Читаем без скачивания Остров - Василий Голованов
Шрифт:
Интервал:
Закладка:
Беглец подошел и вежливо представился.
Ласкающим движением проводив кошку, сидевшую у него на плече, человек поднялся и протянул руку:
– Вот… Заведую эти хозяйством.
– А что это?
– Станция радио-телевизионной космической связи.

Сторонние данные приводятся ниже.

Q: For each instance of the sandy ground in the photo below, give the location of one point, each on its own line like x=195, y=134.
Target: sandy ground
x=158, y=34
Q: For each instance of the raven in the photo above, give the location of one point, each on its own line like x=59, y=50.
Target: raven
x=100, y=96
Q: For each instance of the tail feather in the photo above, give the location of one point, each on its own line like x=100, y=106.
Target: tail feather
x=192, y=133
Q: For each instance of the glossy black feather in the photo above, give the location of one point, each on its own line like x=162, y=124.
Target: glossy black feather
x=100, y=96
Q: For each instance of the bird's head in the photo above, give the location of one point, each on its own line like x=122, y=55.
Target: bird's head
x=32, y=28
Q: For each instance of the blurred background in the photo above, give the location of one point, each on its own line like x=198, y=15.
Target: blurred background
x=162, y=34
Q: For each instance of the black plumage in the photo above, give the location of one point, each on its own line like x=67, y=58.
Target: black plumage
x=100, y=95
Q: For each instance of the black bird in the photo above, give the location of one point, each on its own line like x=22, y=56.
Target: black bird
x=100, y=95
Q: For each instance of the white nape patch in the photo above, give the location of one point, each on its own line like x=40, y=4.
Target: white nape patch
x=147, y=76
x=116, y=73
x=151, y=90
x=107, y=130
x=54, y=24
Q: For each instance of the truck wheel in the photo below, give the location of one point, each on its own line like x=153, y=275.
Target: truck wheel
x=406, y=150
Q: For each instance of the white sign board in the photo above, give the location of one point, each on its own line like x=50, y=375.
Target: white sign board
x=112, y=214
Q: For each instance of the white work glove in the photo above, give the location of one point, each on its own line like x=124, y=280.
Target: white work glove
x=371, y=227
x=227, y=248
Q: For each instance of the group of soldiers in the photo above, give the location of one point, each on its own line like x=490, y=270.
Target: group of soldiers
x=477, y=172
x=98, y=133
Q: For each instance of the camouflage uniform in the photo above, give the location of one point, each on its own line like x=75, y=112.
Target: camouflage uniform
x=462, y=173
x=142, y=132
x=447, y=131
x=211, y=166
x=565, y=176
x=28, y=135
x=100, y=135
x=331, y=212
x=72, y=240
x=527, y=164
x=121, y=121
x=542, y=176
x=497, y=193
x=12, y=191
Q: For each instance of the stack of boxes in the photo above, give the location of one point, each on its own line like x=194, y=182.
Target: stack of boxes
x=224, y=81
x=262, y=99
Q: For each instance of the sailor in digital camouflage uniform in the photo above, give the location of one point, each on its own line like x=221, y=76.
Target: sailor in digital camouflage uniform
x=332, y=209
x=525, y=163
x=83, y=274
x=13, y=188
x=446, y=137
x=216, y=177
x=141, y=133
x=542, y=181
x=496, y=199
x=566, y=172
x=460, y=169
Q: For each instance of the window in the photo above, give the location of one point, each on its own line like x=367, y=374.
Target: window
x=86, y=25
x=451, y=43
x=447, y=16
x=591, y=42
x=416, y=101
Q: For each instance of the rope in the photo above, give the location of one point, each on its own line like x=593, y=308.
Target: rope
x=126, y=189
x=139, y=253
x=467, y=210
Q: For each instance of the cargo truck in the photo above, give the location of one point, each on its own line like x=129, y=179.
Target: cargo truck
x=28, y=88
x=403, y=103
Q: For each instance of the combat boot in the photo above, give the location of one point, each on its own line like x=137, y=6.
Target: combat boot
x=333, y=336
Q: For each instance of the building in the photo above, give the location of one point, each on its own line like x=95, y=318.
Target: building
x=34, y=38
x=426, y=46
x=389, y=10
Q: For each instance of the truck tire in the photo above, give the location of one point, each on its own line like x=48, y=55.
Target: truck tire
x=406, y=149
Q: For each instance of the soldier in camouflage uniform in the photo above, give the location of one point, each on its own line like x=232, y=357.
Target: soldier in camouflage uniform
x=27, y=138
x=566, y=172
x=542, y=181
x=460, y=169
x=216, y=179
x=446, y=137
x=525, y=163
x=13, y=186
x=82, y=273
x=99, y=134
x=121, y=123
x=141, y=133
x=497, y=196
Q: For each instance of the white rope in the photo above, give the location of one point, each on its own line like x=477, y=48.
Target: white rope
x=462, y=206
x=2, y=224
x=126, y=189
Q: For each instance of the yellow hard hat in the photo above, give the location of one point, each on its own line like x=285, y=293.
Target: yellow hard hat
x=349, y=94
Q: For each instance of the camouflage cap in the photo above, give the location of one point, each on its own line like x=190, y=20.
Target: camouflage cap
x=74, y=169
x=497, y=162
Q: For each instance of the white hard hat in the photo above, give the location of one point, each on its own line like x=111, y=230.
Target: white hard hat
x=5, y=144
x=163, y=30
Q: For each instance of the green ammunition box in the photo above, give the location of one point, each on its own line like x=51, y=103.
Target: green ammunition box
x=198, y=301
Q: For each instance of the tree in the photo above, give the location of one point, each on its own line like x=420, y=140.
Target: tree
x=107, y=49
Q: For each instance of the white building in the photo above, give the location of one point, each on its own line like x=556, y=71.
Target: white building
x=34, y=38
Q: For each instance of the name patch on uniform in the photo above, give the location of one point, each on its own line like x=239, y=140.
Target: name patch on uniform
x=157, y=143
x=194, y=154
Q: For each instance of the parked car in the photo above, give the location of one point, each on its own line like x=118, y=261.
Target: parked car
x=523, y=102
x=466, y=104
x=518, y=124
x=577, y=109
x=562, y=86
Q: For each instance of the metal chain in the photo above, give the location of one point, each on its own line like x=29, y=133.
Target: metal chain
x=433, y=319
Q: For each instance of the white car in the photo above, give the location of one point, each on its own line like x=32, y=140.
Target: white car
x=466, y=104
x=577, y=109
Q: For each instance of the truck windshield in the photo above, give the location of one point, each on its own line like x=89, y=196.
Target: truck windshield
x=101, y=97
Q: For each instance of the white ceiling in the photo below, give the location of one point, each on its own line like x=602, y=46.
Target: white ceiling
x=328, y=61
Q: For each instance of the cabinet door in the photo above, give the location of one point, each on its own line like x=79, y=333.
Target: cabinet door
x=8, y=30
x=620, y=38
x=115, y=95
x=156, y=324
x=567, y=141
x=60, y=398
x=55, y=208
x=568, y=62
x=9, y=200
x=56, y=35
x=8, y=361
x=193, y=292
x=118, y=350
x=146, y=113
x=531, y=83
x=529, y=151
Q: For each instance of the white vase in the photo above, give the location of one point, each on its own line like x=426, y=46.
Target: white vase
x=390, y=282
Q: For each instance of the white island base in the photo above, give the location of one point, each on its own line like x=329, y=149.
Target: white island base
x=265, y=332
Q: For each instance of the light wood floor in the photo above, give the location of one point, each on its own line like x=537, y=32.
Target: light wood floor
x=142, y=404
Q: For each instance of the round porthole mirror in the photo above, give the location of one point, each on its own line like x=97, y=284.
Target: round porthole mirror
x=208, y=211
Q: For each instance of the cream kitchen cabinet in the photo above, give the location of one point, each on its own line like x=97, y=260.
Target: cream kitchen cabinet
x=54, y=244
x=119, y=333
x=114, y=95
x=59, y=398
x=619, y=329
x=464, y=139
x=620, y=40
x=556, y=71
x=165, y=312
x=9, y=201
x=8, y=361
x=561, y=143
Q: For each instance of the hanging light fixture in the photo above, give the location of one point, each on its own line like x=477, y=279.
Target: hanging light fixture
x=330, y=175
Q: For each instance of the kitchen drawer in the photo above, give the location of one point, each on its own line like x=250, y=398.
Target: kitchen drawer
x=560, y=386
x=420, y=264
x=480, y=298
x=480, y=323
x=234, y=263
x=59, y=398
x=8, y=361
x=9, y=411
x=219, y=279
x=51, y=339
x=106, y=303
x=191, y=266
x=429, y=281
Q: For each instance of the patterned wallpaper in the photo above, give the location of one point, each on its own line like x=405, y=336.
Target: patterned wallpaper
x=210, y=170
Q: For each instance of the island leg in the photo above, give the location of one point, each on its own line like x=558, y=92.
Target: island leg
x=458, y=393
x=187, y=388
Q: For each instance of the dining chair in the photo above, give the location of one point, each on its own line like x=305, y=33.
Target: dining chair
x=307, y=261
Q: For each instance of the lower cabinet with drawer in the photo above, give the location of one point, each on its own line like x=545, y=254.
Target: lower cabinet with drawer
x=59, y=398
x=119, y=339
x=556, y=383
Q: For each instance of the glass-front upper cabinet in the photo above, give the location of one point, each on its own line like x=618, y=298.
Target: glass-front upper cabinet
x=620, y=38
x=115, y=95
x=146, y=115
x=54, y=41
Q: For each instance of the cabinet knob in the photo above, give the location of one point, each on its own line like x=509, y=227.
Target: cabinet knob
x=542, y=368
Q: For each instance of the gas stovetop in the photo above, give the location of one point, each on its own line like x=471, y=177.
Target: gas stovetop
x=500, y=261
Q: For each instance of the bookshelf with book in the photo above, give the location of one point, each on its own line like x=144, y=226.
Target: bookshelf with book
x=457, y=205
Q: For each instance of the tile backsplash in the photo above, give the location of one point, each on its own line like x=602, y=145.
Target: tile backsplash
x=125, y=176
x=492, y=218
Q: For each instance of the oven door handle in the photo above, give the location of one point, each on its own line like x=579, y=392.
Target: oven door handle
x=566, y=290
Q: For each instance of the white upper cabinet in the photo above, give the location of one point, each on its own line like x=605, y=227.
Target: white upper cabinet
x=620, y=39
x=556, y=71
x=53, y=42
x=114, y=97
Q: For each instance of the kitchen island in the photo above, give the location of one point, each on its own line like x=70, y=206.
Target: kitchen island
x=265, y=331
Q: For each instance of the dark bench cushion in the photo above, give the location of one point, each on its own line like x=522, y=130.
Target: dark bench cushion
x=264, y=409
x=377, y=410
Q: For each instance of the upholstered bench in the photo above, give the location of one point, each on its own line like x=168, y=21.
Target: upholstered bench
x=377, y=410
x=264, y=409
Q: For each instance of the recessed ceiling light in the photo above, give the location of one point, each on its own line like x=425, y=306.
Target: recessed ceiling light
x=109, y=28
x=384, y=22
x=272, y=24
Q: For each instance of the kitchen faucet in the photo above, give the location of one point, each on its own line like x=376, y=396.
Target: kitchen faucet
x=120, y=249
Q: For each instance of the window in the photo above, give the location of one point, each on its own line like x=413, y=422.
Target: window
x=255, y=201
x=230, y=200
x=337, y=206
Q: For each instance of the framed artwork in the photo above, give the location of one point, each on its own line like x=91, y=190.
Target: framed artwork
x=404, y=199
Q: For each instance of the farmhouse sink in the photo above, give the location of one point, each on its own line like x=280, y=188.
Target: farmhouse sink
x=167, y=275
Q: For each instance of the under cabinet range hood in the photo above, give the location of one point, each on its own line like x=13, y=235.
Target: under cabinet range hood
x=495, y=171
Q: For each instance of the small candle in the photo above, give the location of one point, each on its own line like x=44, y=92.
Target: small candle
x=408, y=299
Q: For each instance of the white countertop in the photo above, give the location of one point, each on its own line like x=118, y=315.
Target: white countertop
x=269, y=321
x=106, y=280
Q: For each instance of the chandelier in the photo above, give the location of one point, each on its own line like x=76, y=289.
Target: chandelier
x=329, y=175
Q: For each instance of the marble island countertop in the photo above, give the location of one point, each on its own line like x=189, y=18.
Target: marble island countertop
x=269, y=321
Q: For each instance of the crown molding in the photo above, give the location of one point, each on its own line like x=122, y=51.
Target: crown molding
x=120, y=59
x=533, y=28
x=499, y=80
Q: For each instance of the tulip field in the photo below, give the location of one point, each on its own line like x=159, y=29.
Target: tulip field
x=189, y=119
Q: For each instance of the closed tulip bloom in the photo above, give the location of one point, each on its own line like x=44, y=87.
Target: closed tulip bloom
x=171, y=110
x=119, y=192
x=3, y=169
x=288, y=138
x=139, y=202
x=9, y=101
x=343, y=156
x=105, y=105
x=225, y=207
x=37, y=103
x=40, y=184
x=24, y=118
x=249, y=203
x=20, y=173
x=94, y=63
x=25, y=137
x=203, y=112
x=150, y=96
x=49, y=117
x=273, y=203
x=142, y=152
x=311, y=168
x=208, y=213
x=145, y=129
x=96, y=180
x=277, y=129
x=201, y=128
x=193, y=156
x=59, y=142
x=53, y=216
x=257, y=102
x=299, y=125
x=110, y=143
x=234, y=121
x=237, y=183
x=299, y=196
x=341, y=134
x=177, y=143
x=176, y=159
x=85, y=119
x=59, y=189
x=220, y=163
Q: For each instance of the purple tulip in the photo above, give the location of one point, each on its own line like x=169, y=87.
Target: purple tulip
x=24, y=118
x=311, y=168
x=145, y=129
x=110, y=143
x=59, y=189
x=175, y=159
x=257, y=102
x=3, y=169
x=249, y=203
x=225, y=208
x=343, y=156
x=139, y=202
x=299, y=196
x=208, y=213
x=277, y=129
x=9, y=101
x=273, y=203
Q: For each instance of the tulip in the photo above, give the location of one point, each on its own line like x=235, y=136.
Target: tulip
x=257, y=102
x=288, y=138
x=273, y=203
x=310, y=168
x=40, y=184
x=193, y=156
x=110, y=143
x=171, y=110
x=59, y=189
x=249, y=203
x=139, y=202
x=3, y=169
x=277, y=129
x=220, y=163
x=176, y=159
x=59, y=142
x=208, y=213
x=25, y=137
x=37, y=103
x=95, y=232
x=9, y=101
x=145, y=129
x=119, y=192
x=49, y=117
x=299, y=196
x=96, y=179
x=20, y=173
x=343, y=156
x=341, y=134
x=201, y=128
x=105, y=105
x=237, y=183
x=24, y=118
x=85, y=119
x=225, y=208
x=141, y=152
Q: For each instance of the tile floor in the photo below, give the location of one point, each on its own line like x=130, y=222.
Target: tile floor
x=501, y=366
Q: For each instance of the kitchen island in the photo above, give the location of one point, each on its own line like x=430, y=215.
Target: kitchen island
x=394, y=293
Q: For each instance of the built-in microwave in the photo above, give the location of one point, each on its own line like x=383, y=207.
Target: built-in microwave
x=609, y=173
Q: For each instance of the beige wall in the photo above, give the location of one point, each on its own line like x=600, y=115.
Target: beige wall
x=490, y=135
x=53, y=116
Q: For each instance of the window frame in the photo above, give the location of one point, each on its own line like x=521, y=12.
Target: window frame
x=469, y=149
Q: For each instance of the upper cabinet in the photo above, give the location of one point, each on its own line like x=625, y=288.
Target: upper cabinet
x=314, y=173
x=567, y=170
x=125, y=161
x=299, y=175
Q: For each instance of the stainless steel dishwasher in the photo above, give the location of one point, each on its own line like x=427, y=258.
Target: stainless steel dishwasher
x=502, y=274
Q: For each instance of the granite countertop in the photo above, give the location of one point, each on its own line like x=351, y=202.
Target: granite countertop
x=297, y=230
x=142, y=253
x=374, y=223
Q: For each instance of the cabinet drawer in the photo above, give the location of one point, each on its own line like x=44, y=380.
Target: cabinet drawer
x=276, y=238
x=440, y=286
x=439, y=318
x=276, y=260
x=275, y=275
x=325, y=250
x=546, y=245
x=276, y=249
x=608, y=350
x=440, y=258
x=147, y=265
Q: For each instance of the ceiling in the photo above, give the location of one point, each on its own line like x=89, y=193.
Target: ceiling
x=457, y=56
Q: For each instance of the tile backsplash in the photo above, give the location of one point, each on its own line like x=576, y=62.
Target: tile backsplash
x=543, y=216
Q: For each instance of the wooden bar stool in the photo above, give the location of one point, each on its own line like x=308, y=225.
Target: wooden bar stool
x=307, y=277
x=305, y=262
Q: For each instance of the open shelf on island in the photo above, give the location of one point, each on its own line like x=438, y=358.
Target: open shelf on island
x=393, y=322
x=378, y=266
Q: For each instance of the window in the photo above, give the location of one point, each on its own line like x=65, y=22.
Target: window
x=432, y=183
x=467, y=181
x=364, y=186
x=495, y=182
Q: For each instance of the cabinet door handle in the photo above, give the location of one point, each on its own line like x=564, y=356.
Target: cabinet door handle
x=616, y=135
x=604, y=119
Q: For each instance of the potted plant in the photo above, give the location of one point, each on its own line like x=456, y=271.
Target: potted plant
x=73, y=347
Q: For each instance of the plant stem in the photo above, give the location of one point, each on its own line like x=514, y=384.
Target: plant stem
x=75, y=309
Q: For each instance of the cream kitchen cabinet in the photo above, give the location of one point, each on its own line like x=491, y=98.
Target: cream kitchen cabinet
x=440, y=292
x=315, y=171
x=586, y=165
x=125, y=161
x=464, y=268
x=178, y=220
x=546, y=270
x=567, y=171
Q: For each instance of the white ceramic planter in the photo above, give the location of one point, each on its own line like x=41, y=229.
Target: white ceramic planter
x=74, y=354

– Связи… Телеграмму от вас отправить можно?
– Только от нас и можно…
Слово за слово, и вот они уже идут вглубь барака; в коридоре темно, грязно, он наступает ногою в таз, полный окурков…
– Извините…
– Нет, это вы меня…
…Но зато дальше комната, теплая, роскошно теплая, изысканно теплая; только тут он понимает, что промерз до самой селезенки и, присев на стул, чувствует, что его развозит в тепле, как пьяного, голова не держится, глаза слипаются, он не может говорить, только улыбается и смотрит, смотрит, и набирает телом тепло. Климат здоровый, сухой, полупустынный, окна, выходящие на море, от табачного дыма приобрели какой-то перламутровый блеск и, в общем, сделались непрозрачными: день или ночь за окном, еще можно различить и, соответственно, иногда время. Если день яркий, то в два часа свет солнца падает аккурат на часы со сломанным якорем, которые кто-то принес починить. «Тик-так», «тик-так» – повсюду эти сухие звуки убывающего времени, похожие на пощелкивание, ленивый стрекот и монотонное шуршание жесткими подкрылками каких-то пустынных насекомых, попрятавшихся в траве… То есть, ну, конечно… Заснул. Спрятавшихся, значит, среди немыслимого количества предметов, заключенных в этой каюте. Каюта – подходящее слово, поскольку остров дрейфует, весь остров целиком; со скоростью не то 20 см, не то 20 м в год по направлению к материку, и когда-нибудь, конечно… Так что это скорее домашние насекомые, или даже птицы, поселившиеся на столе, на подоконнике, за осциллографом, среди разобранных телевизоров и радиоприемников. «Тик-тик», «цык-цык», или сложнее: «тики-так-тики-так». Или: «цык-тики-так-цык»… Даже хорошо прирученные часы разбегаются, конечно, в разные стороны, норовя навязать мирозданию свой ритм, но все же выстраиваются по сигналу универсального времени раза два в неделю.
– Так телеграмма? – вдруг раздается голос хозяина. – Куда будем отправлять?
– В Москву.
Он сказал «в Москву» и вдруг ощутил всю неестественность сказанного. Ведь никакой Москвы нет: это он ощущал давно. Так куда же он будет слать свои приветы? И кому? (пугающая мысль). И в какие слова облечет их?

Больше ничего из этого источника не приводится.